Rachid Mekloufi est un autre cas piqué de rébellion. Né à Sétif en 1936, il a 9 ans quand se produisent les massacres de 1945. Joueur talentueux, il est repéré par Saint-Étienne et débarque dans le Forez en 1954. En 1957, il joue son premier match sous les couleurs de la France. L’année suivante, quelques semaines avant la Coupe du monde organisée en Suède, il quitte clandestinement l’Hexagone pour rejoindre l’équipe du FLN à Tunis. Il n’abandonne pas seulement Saint-Étienne et les Bleus, mais aussi le Bataillon de Joinville, où il accomplit son service militaire : c’est un déserteur. L’équipe du FLN projette la révolution algérienne en pleine lumière, « avec un retentissement international, se souvient Mekloufi. *Ce n’étaient plus des terroristes, mais des patriotes. Avec la censure, il était extrêmement difficile de combattre la version des événements que le gouvernement français souhaitait en donner, même à l’extérieur ».

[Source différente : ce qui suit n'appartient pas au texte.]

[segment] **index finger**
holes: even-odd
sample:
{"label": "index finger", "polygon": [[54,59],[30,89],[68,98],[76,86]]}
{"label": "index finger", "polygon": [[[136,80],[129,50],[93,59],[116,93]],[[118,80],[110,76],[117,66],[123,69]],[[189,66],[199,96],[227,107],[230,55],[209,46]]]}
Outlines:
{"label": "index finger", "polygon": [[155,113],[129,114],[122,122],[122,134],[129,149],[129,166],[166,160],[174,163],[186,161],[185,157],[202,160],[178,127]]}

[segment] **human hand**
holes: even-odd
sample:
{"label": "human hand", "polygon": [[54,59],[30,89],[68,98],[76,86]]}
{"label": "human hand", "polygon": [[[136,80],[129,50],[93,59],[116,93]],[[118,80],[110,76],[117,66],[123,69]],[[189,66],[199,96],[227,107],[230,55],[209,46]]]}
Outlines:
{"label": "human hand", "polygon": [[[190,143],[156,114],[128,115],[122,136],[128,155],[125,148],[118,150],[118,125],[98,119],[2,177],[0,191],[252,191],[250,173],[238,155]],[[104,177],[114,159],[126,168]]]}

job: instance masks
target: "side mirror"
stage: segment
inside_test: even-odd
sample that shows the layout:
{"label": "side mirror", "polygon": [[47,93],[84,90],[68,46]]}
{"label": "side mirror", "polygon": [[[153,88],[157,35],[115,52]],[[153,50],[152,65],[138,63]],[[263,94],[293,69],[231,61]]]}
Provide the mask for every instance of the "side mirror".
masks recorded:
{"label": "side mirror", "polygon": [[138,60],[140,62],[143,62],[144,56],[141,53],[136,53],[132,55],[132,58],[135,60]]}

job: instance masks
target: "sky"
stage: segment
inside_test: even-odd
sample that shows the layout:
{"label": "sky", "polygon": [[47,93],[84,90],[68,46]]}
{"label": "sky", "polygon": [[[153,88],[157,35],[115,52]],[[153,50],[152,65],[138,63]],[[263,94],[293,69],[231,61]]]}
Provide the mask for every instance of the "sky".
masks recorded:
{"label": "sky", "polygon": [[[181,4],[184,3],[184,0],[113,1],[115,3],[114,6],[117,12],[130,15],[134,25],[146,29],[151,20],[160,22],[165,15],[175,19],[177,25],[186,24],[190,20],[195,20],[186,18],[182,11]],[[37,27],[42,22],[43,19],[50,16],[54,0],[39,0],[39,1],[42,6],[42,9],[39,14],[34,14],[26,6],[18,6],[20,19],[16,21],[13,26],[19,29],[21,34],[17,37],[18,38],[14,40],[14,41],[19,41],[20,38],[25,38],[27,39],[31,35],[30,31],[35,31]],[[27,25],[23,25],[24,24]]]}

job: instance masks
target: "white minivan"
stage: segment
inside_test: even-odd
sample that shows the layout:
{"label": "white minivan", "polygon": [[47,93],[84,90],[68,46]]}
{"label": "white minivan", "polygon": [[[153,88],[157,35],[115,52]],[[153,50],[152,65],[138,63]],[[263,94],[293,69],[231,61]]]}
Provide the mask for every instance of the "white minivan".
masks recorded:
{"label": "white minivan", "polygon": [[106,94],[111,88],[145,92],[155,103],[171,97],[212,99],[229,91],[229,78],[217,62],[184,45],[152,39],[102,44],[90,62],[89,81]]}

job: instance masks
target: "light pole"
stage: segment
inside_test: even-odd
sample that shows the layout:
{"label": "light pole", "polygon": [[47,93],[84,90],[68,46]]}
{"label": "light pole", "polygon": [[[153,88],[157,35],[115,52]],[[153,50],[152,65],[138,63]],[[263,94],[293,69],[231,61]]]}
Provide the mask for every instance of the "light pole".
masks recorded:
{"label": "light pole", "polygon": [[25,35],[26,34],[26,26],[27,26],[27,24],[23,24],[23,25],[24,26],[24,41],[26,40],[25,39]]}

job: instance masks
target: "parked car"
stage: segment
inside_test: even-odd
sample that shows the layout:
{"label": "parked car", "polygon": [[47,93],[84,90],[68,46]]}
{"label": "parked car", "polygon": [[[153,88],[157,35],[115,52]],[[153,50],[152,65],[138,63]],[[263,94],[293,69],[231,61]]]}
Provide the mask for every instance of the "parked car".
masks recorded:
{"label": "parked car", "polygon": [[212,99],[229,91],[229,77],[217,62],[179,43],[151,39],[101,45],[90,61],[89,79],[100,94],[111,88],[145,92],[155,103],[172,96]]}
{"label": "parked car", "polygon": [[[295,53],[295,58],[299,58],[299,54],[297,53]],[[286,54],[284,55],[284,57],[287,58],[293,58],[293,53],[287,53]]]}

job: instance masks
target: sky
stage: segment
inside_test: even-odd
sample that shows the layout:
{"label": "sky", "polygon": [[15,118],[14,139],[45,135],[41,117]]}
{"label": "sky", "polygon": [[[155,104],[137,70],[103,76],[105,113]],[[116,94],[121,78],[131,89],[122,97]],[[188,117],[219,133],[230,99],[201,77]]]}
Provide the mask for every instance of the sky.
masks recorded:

Les Rebelles du foot* retrace ainsi l’histoire de cinq grands joueurs qui ont mis en avant leurs convictions, au risque de compromettre leurs intérêts financiers. Une histoire relatée par Éric Cantona (footeux retors ayant fait la gloire de Manchester dans les années 1990). Ainsi l’histoire de Didier Drogba, qui, en octobre 2005, lance un appel aux Ivoiriens pour la paix civile. L’équipe nationale se met à genoux pour réclamer le dépôt des armes et des élections. En 2007, pour présenter son Ballon d’or africain reçu l’année précédente, Drogba se rend à Bouaké, dans le fief des forces rebelles, toujours en quête de paix. Il est le symbole de la réconciliation de la Côte d’Ivoire, qui ne durera certes pas longtemps. Ainsi encore, l’histoire de Predrag Pasic, attaquant de Sarajevo, ex-joueur de l’équipe yougoslave, choisissant en 1992 de rester dans sa ville bombardée, renonçant à un contrat pour Stuggart pour y fonder une école de foot multiethnique. Ultime portrait, celui de Socrates, stratège brésilien, pilier de la Seleçao, figure de proue d’un mouvement défiant au début des années 1980 la dictature militaire au sein de son équipe des Corinthians de São Paulo, autogérée. Où chaque membre du club compte une voix pour constituer une « démocratie corinthiane ». Où Socrates se permet de fouler la pelouse avec une banderole marquée d’un « vaincre ou perdre, mais toujours avec la démocratie ».

De Caszely à Socrates, une remarque : autant de buteurs. La rébellion s’inscrirait-elle du côté de l’attaque ? En finisseur, on traque la démocratie en contournant les défenses avec créativité et obstination… Aux témoignages personnels (à l’exception de Socrates, mort en 2011), les réalisateurs ajoutent des images d’archives, avec leur lot de matchs et de buts. Très peu. C’est que les idées, les convictions, ont pris le pas sur le terrain. On pourra toujours reprocher à Cantona, seul dans un théâtre vide, fixant sévèrement la caméra, de surjouer, d’asséner lourdement son texte, quand il est meilleur en improvisant. Il s’agit de passer outre, de considérer son hommage à ces rebelles comme une admiration sans modération. Mais pleinement sincère à l’égard de ces joueurs qui ont valeur « d’orties » dans un paysage lissé.